GEOG 222: Finding a Print Map

Introduction

Finding just the right map is sometimes like finding a needle in a haystack. Maps are located in many different parts of the library and are included in many different kinds of published materials. Because perfectly good maps can be a part of a larger work, you need to search in the types of works that are likely to contain maps and also limit your search by the geographic area you are interested in researching. Generally speaking, lots of books have maps in them but not all of these books are cataloged as Maps.

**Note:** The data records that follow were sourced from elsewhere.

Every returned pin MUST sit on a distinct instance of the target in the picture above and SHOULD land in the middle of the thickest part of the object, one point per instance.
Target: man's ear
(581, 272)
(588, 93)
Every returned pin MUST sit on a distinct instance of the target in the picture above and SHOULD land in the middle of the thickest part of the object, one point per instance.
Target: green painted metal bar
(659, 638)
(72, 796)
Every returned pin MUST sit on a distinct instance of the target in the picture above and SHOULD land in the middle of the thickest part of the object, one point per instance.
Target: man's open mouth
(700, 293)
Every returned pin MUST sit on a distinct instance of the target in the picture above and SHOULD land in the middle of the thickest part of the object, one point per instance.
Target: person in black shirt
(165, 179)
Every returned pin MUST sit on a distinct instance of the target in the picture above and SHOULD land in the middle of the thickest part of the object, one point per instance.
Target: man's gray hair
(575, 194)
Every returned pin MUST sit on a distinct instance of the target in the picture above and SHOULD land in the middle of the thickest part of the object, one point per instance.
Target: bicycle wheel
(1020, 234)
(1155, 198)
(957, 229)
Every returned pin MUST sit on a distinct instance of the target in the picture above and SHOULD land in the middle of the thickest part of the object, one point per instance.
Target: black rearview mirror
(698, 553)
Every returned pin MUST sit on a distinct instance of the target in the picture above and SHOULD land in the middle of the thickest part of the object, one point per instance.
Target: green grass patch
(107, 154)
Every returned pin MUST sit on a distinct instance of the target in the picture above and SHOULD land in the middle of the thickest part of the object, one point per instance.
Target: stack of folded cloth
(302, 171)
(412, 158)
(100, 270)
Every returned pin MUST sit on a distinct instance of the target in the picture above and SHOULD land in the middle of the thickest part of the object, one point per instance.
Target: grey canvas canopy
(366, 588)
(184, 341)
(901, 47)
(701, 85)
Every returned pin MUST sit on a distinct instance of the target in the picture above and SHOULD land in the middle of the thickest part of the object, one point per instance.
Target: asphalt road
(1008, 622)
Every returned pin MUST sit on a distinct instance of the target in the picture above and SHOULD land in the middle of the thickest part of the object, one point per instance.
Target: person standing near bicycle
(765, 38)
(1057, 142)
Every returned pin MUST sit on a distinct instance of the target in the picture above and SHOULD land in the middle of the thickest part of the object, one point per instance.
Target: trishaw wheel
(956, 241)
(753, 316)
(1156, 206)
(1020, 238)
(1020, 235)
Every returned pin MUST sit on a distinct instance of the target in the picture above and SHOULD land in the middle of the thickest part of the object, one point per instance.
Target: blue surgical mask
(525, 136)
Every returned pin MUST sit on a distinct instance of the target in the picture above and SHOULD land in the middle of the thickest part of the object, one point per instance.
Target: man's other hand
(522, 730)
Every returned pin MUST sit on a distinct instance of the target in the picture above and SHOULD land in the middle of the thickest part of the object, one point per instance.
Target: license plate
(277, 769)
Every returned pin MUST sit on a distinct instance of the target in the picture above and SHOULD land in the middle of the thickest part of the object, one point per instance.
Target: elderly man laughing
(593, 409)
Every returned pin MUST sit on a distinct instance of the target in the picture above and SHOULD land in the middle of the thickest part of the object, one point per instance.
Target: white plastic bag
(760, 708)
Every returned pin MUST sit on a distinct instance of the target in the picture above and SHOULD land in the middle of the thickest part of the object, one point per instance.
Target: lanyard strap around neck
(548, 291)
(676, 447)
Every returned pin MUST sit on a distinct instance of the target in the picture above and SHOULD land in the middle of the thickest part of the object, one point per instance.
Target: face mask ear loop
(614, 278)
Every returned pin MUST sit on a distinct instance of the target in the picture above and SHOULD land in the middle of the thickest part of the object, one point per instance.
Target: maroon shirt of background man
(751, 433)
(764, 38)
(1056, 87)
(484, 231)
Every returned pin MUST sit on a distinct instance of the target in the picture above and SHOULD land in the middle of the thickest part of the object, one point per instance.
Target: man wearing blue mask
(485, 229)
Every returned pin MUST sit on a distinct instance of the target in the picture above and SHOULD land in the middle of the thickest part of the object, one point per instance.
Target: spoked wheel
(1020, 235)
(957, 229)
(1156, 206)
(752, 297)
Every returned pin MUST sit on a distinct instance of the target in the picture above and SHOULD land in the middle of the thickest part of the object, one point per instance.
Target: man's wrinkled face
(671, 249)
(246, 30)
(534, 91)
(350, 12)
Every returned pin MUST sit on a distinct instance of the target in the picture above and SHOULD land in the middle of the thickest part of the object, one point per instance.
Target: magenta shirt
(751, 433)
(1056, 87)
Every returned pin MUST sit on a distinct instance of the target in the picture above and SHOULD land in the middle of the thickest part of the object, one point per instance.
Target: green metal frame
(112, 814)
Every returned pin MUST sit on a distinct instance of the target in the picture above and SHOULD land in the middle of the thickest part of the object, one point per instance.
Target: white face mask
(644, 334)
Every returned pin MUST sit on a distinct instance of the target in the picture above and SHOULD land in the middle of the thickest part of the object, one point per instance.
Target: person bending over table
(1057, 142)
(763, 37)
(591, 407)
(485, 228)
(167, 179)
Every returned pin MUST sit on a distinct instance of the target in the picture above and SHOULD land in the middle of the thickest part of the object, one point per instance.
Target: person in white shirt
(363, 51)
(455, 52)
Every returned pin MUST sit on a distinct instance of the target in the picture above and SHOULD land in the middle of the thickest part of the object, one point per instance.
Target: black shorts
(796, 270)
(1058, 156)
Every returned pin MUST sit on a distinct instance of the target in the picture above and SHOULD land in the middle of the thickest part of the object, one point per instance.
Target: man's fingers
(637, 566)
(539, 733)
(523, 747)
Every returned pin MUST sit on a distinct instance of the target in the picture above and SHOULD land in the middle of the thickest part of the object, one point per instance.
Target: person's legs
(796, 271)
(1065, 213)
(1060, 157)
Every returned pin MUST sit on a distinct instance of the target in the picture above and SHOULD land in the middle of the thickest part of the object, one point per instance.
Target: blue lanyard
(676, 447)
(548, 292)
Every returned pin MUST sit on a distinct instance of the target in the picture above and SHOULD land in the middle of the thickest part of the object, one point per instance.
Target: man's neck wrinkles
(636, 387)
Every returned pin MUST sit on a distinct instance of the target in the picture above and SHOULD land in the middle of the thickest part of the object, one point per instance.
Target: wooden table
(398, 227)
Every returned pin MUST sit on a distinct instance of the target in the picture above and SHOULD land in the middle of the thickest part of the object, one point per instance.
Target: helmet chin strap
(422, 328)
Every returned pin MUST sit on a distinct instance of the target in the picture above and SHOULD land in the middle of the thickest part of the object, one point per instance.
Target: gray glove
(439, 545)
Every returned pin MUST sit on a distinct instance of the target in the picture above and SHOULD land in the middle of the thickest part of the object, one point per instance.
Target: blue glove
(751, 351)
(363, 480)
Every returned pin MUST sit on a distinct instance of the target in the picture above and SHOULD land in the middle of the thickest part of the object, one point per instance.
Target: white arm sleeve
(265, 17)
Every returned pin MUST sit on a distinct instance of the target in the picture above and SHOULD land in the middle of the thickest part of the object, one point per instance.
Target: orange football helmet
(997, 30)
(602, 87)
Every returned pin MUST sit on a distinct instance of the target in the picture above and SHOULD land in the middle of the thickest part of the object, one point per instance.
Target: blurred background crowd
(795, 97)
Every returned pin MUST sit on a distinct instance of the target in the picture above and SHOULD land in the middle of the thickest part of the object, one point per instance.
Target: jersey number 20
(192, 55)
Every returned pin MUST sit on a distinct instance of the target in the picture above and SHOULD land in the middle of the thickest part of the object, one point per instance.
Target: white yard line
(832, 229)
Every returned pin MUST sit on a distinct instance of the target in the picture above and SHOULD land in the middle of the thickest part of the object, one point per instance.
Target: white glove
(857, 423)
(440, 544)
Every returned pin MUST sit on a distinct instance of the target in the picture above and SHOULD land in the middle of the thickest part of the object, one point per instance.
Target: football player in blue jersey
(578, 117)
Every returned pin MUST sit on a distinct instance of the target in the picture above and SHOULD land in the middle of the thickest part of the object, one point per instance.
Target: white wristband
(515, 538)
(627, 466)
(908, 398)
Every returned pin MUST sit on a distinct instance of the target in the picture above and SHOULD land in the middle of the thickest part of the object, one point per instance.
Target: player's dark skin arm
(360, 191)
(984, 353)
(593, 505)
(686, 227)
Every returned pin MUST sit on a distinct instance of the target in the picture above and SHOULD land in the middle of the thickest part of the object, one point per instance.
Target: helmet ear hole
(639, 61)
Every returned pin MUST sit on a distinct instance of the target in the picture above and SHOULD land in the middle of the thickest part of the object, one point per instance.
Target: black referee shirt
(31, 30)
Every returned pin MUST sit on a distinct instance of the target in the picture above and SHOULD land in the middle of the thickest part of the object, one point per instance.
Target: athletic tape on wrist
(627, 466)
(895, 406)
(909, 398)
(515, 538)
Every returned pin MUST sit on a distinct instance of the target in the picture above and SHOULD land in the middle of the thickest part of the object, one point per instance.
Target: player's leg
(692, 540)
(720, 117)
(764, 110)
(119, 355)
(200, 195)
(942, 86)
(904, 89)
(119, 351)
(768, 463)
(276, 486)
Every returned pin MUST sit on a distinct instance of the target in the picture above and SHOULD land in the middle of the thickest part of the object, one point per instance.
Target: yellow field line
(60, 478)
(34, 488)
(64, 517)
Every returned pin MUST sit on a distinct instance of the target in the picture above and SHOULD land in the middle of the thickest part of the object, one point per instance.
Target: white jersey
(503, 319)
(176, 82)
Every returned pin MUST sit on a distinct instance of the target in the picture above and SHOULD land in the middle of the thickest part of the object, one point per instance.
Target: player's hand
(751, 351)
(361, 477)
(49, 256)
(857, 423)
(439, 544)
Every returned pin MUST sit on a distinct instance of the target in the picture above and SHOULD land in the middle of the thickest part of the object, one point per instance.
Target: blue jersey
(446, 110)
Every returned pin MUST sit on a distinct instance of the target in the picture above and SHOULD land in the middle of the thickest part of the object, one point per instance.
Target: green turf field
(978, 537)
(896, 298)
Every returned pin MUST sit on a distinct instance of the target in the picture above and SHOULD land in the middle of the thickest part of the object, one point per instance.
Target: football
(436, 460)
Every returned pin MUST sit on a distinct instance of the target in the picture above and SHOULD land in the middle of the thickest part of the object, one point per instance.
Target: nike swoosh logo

It is important to be flexible about the name of your geographic location. Think in terms of the location and how it fits into a hierarchy of place. For instance,

Ostrander is a small town in the 
     Scioto River Watershed. It is located in 
          Delaware County, in 
               Central Ohio, in 
                    Ohio, in the 
                         Ohio River Valley, in the 
                              Midwest, in the 
                                   United States

While you might not find a map of Ostrander, you might find Ostrander located on a map of the watershed, or the county, or the relevant topographic quadrangle. A book about the Underground Railroad in Ohio could easily include a map of Ostrander as it was then. Think about the notable events that have occurred in or near your geographic location and how these events might find their way into books. 

For this exercise, you will search for your map using either CONSORT or OhioLINK with Keyword searching. Since you are limited to these databases, you will not be finding your map in journals or newspapers - even though these are also excellent sources for maps. Remember, with keyword searching you can find your term in the title field, author field, subject field, or notes field.